Recommendations of the Editorial team
Johnny Cash was a biblical character. He was like such an old preacher, one of the dangerous, wild. Like a western hero from the cinema. A giant.
And unlike anyone else I know, he never lost it. I don’t think we will meet you again like him. Of course, the first thing you will remember him is the originality of his music. I heard Johnny Cash for the first time when he released “I Walk the Line” in 1956.
I had never heard anything comparable. Elvis already had a lot of hits at the time, but “I walk the line” was something completely different. It didn’t sound like country music that was popular at the time. Johnny was surrounded by such dark energy.
As a songwriter, I always loved his texts. At the beginning of his career, John released a whole series of very powerful songs within a very short time.
For me, Johnny Cash’s best song “Big River” was
For me, the best was always “big river”. It is just so well written and so different from everything else. The lines don’t even rhyme. “I met Her Accidentary in St. Paul, Minnesota/ and It Tore Me Up Every Time I Heard Her Drawl.” He said so clearly.
“Then you tok me to St. Louis Later on, Down the River/ A Freight Said She’s Been/ But She’s Gone, Boy, She’s Gone/ I Found Her Trail in Memphis/ But She Just Walked Up the Block/ She Raised A FEW Eyebrows, and then she Went on Down Alone.”
When I saw him live for the first time, I was on vacation from the Army and drove to Nashville. He appeared in Grand Ole Opry and I stood behind the stage and watched. He was the most exciting performer I had ever seen. At that time it was thin like a snake – and under power. He crept over the stage like a panther. He looked like he was exploding up there. And sometimes he did that too. A few times, he broke all the headlights during his appearances there because they didn’t invite him for a while.

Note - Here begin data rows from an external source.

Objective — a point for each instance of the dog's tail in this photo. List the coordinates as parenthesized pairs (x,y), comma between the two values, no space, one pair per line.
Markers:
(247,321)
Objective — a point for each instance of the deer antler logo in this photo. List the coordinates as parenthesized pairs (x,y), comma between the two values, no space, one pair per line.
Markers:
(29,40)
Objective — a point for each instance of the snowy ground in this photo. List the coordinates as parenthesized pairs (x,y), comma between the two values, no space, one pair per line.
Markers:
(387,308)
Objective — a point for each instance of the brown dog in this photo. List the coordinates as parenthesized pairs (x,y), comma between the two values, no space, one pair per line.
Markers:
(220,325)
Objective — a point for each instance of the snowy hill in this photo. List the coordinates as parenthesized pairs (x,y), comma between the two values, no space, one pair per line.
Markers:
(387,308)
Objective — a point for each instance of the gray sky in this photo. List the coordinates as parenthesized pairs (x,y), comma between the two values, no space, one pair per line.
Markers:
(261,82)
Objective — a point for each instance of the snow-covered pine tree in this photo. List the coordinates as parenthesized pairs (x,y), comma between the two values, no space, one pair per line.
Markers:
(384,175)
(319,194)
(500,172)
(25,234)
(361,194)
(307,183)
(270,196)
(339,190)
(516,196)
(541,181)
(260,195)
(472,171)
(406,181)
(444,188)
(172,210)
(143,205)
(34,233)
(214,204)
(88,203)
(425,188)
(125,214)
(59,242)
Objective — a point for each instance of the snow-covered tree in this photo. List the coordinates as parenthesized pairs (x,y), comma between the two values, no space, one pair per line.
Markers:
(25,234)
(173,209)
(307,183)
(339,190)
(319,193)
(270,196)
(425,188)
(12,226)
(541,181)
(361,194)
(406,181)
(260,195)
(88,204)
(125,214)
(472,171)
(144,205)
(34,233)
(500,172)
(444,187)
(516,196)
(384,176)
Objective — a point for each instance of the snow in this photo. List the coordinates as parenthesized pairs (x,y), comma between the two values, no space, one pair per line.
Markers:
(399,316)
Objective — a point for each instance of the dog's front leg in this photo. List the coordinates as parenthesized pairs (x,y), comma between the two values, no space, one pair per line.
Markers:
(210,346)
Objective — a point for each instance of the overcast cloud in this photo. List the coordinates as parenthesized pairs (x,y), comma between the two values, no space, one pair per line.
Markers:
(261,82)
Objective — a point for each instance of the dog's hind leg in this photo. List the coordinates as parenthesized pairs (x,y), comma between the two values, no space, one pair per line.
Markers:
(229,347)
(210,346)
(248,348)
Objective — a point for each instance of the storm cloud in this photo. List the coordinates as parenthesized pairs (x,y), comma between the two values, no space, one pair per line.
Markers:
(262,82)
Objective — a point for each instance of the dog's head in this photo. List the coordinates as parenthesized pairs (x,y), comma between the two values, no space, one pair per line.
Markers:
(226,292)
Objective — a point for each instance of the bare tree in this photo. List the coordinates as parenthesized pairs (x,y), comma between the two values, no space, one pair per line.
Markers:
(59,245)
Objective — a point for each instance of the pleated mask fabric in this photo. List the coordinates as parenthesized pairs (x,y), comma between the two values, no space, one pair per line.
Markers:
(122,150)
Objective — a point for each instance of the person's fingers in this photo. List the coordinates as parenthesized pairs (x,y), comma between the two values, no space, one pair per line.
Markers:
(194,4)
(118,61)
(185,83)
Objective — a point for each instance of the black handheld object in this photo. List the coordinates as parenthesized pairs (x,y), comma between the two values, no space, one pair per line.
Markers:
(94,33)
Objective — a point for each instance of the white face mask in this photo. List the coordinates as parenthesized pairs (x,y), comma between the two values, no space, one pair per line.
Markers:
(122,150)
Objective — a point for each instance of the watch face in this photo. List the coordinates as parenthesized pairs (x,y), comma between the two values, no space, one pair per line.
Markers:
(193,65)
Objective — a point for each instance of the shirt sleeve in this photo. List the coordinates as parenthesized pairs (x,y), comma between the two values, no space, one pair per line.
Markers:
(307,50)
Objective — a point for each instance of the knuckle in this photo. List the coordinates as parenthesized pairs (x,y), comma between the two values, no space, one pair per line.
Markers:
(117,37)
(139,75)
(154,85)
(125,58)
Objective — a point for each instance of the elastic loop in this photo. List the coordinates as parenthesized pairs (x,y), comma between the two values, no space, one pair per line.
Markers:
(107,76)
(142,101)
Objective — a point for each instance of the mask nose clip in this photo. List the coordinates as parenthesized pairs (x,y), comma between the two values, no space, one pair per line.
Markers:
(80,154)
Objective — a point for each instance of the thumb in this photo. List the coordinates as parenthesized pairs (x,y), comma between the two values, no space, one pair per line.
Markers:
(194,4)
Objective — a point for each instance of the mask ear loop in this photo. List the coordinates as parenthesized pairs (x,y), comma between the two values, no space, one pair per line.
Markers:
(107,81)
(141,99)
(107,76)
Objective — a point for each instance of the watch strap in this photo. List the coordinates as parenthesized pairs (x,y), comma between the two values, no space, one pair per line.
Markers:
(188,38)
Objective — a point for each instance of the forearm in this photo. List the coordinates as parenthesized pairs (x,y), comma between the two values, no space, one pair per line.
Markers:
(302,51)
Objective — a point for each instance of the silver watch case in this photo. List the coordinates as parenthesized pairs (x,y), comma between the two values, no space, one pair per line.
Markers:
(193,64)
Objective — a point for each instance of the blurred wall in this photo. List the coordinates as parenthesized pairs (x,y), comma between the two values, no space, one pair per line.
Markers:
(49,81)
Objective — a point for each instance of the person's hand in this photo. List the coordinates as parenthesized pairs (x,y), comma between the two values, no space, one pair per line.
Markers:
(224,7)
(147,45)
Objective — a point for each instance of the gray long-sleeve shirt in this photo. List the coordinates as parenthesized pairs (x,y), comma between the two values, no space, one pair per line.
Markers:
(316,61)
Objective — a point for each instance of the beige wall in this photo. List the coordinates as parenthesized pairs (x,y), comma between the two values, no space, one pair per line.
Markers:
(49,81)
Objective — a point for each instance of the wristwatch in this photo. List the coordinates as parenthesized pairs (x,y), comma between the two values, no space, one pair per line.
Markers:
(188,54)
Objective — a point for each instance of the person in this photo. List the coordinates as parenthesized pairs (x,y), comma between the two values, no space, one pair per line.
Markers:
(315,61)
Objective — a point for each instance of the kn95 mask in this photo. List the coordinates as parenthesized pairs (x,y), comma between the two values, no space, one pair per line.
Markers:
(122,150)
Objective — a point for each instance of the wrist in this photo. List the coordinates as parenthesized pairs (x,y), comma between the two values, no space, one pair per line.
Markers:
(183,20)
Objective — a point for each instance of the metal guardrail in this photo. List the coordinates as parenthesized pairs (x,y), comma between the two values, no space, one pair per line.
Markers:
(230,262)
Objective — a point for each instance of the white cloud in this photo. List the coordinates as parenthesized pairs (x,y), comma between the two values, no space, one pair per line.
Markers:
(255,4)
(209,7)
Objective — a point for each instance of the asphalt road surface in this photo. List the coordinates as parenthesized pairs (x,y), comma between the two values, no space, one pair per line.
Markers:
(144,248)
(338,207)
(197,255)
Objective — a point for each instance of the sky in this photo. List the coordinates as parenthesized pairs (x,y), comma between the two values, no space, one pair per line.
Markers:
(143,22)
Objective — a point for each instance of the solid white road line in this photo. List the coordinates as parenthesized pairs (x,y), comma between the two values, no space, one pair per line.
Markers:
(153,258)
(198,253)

The most important thing about Johnny Cash was his integrity
The most important thing about John – and everyone just felt that – was his integrity. The integrity in dealing with his music, with his life and with other people.
He stood in front of Bob Dylan when he was criticized by everyone in the music business for his change from folk to the electric guitar. In the 80s he did the same for me when I went to Nicaragua and was attacked for it.
I found his last album “The Man Comes Around” great. I drove on my tractor lawnmower, heard it with headphones and just had to cry. His version of “Danny Boy” makes me ready every time.
I think you will remember him as someone who developed as a person and artist. In the beginning he was this wild guy, one like Hank Williams, and later he was almost respected like one of the fathers in our country.
He was friends with President and Billy Graham. You had the feeling that his face actually heard on the Mount Rushmore.